Faculty Digital Projects
Early Modern World faculty members have been especially active in the digital humanities, building partnerships with the Brown Library and its Center for Digital Scholarship.
Faculty Digital Projects
Early Modern World faculty members have been especially active in the digital humanities, building partnerships with the Brown Library and its Center for Digital Scholarship.
The Theater That Was Rome
Researcher: Evelyn Lincoln
This digital humanities research site explores the networks of producers (printers, publishers, patrons, artists, and authors) of early modern books printed in, or about, Rome.

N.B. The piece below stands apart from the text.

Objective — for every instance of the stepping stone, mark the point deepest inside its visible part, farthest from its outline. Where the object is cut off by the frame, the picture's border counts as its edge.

The site also hosts documents on the material culture of early modern Roman print shops, including the papers of Francesca Consagra relating to her research on the de Rossi family printing and publishing dynasty.
Furnace and Fugue
Researcher: Tara Nummedal
This site brings to life in digital form an enigmatic 17th-century text, Michael Maier’s alchemical emblem book Atalanta fugiens (1618), which reinterprets Ovid’s legend of Atalanta as an alchemical allegory in a series of fifty emblems, each of which contains text, image, and a musical score for three voices. Furnace and Fugue allows readers to hear, see, manipulate, and investigate Atalanta fugiens in ways that were simply impossible to realize in full before now.
The Decameron Web
Researcher: Massimo Riva
This XML electronic edition of Boccaccio’s Decameron and other works, and the accompanying hypermedia archive of contextual materials, are conceived as an encyclopedic gateway into late Medieval life and culture. The guiding question of this project is how contemporary informational technology can facilitate and enhance the complex cognitive and learning activities involved in reading a late medieval literary text like the Decameron.
Progetto Pico
Researcher: Massimo Riva
The Progetto Pico (Pico Project), a partnership between Brown University and the University of Bologna, began as a collaborative online annotated edition of Giovanni Pico della Mirandola’s Oration on Human Dignity (1486), presented here in its first printed edition (Bologna, 1496). It now includes Pico’s Conclusiones Nongentae Disputandae (1486), or 900 Theses, an extraordinary attempt at a synthesis and “reconciliation” of all known philosophical and theological ideas.